Web skimmers have exploited the functionality of the Google Tag Manager service to elusively attach and distribute malicious JavaScript code to about 300 e-commerce stores.
The malicious code called “Magecart script” was utilised by the web skimmers to gather the payment card details of online shoppers and data that was later offered for auction on deep web carding forums.
Overall, this malicious threat campaign reached about 316 online stores and approximately 80,000 users who had their data sold.
The usual description of this web skimmer campaign was the exploit of Google Tag Manager. GTM is a Google tool that lets website owners update analytics and tracking codes on their domains.
Moreover, the attacks that abused the GTM containers are features that hackers can utilise to ship and package whole bodies of JS code. This web skimming campaign works when a threat actor creates its GTM container, then hacked into the e-commerce stores and secretly dropped codes without the owner’s awareness.
This kind of attack was successful for a couple of months and stayed under the radar for many months since web security tools and website owners’ inspections are not enough to detect the malicious Google Tag Manager container from their GTMs.
However, an advisory revealed these malicious containers input code that gathers all the information customers added in payment forms. After collecting customer payment forms, if finished by the web skimmers, they will be sent by the payload to a remote collection server, where threat actors will then sell them to underground forums.

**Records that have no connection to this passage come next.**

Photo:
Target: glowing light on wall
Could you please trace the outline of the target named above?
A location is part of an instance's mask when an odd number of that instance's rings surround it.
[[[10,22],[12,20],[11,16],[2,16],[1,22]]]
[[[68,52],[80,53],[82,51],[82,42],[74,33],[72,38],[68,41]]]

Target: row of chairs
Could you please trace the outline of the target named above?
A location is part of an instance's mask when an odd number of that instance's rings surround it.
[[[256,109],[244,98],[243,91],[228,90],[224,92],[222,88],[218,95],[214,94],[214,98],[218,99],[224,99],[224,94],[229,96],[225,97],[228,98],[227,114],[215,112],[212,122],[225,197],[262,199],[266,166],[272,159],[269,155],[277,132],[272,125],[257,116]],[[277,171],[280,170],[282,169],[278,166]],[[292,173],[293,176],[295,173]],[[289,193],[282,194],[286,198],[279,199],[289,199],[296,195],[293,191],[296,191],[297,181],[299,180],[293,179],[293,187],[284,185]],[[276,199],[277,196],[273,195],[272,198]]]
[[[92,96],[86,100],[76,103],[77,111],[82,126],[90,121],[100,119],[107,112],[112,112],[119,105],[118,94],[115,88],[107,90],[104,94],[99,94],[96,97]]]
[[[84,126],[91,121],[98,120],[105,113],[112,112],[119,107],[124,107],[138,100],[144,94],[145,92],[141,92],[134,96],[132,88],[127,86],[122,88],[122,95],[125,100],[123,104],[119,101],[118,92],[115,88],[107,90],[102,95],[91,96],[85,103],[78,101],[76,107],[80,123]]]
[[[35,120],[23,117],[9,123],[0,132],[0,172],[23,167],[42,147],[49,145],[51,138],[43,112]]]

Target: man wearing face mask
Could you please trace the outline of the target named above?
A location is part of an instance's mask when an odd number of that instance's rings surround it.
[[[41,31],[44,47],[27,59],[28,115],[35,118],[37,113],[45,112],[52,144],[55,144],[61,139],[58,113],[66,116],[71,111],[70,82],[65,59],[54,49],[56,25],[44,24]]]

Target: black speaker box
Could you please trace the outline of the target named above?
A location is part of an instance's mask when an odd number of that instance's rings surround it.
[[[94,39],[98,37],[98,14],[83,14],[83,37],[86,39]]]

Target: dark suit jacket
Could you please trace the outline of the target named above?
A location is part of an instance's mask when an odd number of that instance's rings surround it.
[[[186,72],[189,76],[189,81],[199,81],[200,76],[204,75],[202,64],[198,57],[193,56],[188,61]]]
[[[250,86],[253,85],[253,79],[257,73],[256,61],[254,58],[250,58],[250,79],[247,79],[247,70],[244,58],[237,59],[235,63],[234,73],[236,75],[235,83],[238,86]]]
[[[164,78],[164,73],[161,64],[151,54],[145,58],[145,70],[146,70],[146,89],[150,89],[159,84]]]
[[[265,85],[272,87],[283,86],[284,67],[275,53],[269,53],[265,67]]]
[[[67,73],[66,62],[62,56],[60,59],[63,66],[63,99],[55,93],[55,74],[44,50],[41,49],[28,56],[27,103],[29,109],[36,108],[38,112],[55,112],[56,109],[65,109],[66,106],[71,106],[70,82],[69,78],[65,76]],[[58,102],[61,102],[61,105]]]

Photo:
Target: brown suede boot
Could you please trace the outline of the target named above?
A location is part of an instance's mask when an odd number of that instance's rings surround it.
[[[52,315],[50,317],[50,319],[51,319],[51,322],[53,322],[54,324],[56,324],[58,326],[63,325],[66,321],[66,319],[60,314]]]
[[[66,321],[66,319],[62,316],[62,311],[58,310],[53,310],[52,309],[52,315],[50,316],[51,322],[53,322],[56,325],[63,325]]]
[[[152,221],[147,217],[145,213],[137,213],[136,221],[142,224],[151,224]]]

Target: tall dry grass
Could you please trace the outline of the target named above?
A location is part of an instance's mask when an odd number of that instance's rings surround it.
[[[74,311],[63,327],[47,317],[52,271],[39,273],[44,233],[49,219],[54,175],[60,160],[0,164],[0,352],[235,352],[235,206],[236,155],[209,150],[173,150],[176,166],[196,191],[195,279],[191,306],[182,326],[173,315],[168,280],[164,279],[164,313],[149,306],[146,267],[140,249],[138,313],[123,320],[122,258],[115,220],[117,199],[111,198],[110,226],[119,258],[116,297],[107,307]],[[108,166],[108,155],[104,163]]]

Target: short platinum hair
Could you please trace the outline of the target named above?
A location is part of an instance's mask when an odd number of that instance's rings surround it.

As of writing, two threat actors had been identified. Researchers believed that two separate groups made the web skimming attacks by looking at how things worked out. Also, there are two significant differences between the two threat actors. The first group embedded an entire web skimmer inside their GTM container, while the other group already placed a loader inside the container that operated on the compromised site.
The researchers said that even though the two actors are separated in identity, they still share the same method of hacking the GTM containers.